The Fashion Awards have always been a celebrity-filled affair, and in that respect, this year was no different. In true style, the British Fashion Council, the organizing body behind the event, recruited Priyanka Chopra, Lewis Hamilton, Maisie Williams and Rosalia to act as presenters, sprinkling star dust on the proceedings and adding pop culture clout.
But if the faces were familiar, little else about this year’s ceremony was. With coronavirus ruling out an event at London’s Royal Albert Hall, the BFC replaced its usual gala ceremony with a 30-minute film, released on YouTube and the Fashion Awards website on Thursday.
Gone were the Swarovski-crystal trophies for the brands, models and designers of the year. Instead, 3D-printed columns of recycled ocean plastic, commissioned by Parley for the Oceans, were awarded to 20 designers, brands and organizations that have “inspired us to develop a better future and take action on issues that require our immediate attention,” Chopra said in the video.
“If this year made something obvious, it is that there are people and brands who lead the way when it comes to change, and it felt the right moment to recognize and celebrate them. We need to spotlight positive change and creativity to help encourage and inspire our industry and beyond,” Caroline Rush, the BFC’s chief executive, said in an email to CNN.

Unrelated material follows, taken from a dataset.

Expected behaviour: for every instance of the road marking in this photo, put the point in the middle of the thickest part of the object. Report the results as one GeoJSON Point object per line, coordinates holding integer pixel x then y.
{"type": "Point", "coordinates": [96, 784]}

Winners, who were grouped into four broad categories – community, people, environment and creativity – recorded their acceptance speeches on camera in their own spaces. Among the most high-profile were British Vogue editor-in-chief Edward Enninful, who put uniformed front-line workers and activists on the cover of the magazine’s covers; sustainable fashion pioneer Stella McCartney; and Burberry, which redirected its supply chains to deliver 100,000 surgical masks to the NHS and committed one of its factories to the creation of non-surgical gowns and masks.
Miuccia Prada and Raf Simons, who became co-creative directors of Prada earlier this year, bagged a win for showing the power of collaboration with their joint Spring-Summer 2021 collection, while perennial Fashion Awards favorite Jonathan Anderson was honored for his Covid-friendly fashion show alternatives for his own brand, JW Anderson, and at Loewe. He was surprised with a special presentation of the award during The Business of Fashion’s Voices conference on Tuesday night, which was also beamed around the world virtually this year.
The Fashion Awards’ change in format and direction comes at the end of what has been an unprecedented year for the industry, rocked by pandemic-related disruptions to supply chains and buyer spending, and increased scrutiny around widespread systemic racism in the wake of the reinvigorated Black Lives Matter movement. Reflecting that, the film appears as a sort of montage of the year that was, with clips of boarded-up shops, protests, landfills and addresses from world leaders spliced with digital fashion show segments, designer PPE factory visits, and interviews with creatives about how their lives and professions have been transformed.
“This year was extremely challenging for our industry, but it also allowed us to take a long hard look in the mirror and realize that we have still a lot of work to do when it comes to topics such as the environment, diversity and inclusion,” Rush said. “While the current pandemic will have long term effects on the industry, it is important that we view this as an opportunity to implement changes that have been long overdue. By elevating the voices of those who have succeeded in challenging the industry so exceptionally this year, we hope to maintain this momentum for change.”
Many of the winners were lesser known and emerging designers championing diversity and sustainable business practices through their work, including Nigerian fashion designer Kenneth Ize, who employs artisans in his home country to create his luxury collections; seasoned upcycler Christopher Raeburn; and A Sai Ta of the label Asai, a vocal diversity advocate who sold pieces to raise funds for charity after the killing of George Floyd.
Others were grassroots organizations borne from the needs of the moment, like Emergency Designer Network, a volunteer-led collective that united makers and NHS trusts around the country to create and distribute 50,000 surgical gowns and 10,000 sets of scrubs.
Meanwhile, Aurora James, founder and the shoe and handbag line Brother Vellies, was commended for launching the 15% Pledge campaign, calling on retailers to commit 15% of their shelf space to Black-owned businesses, to match America’s racial demographics; and A-COLD-WALL* designer Samuel Ross earned his trophy for starting a financial aid program for Black Lives Matter protest groups, and another that awarded £25,000 grants to Black-owned businesses working in fashion, as well as other industries.
Top image: A model wears a design from Kenneth Ize’s Spring-Summer 2021 collection.